Data Science

A brief primer on linear regression – Part III

In Part I, we learnt the basics of Linear Regression and in Part II, we have seen that testing the assumptions in simple and multiple regression before building a regression model is analogous to knowing the rules upfront before playing a fair game.

Building a regression model involves collecting predictor and response values for common samples, exploring data, cleaning and preparing data and then fitting a suitable mathematical relationship to the collected data to answer: Which factors matter the most? Which factors we can ignore?

In the linear regression model, the dependent variable is expressed as a linear function of two or more independent variables plus an error introduced to account for all other factors, as mentioned below:

Y = a + b1x1 + b2x2 + b3x3 + b4x4….+ bnxn + ϵ

Linear Regression Model Building

Prior to building any predictive model, the data exploration and preparation stage ensures that every variable is in the form as desired by model.

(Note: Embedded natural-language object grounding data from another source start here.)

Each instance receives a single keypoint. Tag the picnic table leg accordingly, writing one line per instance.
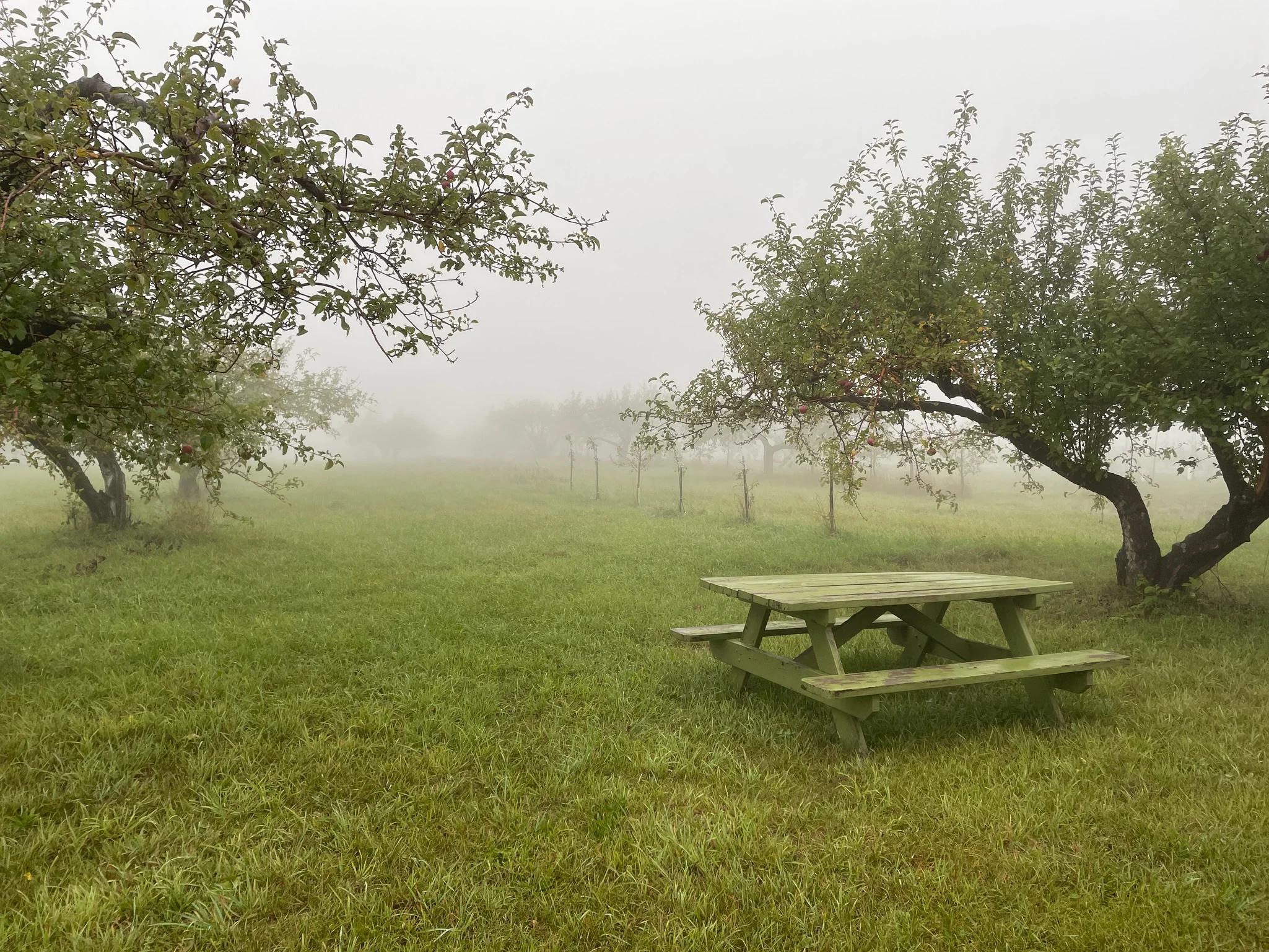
(829, 660)
(1040, 689)
(919, 642)
(752, 636)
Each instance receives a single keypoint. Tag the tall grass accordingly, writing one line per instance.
(437, 707)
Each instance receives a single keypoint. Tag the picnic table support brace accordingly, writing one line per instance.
(827, 658)
(918, 641)
(756, 625)
(1040, 689)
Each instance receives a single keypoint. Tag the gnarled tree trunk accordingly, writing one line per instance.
(106, 507)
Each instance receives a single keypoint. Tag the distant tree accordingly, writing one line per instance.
(637, 456)
(1064, 310)
(398, 434)
(303, 399)
(770, 447)
(530, 428)
(604, 417)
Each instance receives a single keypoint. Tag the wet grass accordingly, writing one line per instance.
(430, 707)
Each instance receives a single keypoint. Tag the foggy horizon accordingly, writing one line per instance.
(678, 120)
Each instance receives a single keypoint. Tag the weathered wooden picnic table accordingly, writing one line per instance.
(910, 607)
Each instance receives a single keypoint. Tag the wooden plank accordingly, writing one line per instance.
(960, 649)
(783, 626)
(756, 625)
(795, 602)
(919, 642)
(785, 672)
(722, 632)
(827, 659)
(773, 588)
(942, 676)
(1021, 642)
(977, 650)
(844, 590)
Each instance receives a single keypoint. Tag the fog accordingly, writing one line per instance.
(678, 118)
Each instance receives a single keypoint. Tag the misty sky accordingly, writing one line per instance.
(677, 118)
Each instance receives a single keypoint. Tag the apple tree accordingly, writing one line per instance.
(1066, 309)
(158, 230)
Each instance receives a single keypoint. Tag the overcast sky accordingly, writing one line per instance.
(677, 118)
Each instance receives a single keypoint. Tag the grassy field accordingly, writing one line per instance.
(437, 707)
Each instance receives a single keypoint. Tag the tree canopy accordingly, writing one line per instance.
(158, 232)
(1068, 307)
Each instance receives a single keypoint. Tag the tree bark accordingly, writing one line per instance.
(106, 507)
(187, 487)
(1140, 556)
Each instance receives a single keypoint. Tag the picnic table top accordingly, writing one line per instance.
(805, 593)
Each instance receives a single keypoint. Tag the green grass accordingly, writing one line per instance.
(438, 709)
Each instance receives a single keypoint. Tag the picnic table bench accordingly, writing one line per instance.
(910, 607)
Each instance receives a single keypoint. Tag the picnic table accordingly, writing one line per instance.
(912, 608)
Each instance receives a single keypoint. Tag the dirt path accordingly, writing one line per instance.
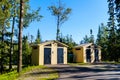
(90, 72)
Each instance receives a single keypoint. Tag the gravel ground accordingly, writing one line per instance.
(87, 72)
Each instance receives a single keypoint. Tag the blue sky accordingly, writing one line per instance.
(86, 15)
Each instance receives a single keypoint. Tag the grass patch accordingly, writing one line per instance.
(79, 64)
(14, 75)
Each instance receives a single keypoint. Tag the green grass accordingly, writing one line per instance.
(79, 63)
(14, 75)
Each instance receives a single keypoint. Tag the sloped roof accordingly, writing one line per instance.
(84, 45)
(49, 42)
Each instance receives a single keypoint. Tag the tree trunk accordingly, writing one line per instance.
(11, 46)
(20, 37)
(58, 30)
(1, 61)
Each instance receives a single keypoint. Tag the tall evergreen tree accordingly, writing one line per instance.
(38, 39)
(20, 36)
(61, 13)
(4, 24)
(112, 31)
(102, 40)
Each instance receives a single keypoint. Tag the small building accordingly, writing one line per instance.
(87, 53)
(49, 52)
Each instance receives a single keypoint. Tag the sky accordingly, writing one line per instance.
(85, 15)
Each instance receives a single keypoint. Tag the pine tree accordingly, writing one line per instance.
(61, 13)
(38, 39)
(102, 40)
(112, 31)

The next step is to build a suitable model and then interpret the model output to assess whether the built model is a good fit for the given data.

As a quick recap of our height – weight dataset, a sample of 10 rows of this dataset has been displayed below:

Ht-Wt Table2

Let’s work on fitting a linear model to the above dataset by using height, calorie intake, and exercise level as predictors for predicting the response variable – weight of an individual and then derive valuable insights by interpreting the model output.

Interpreting the output

The model output for our height-weight example is displayed below:                                                                                           Output Table

This output includes a conventional table with parameter estimates and their standard errors, t-value, p-value, F-statistic, as well as the residual standard error and multiple R-squared.

Now we define and explain briefly each component – marked as #1 – #10 in the above model output.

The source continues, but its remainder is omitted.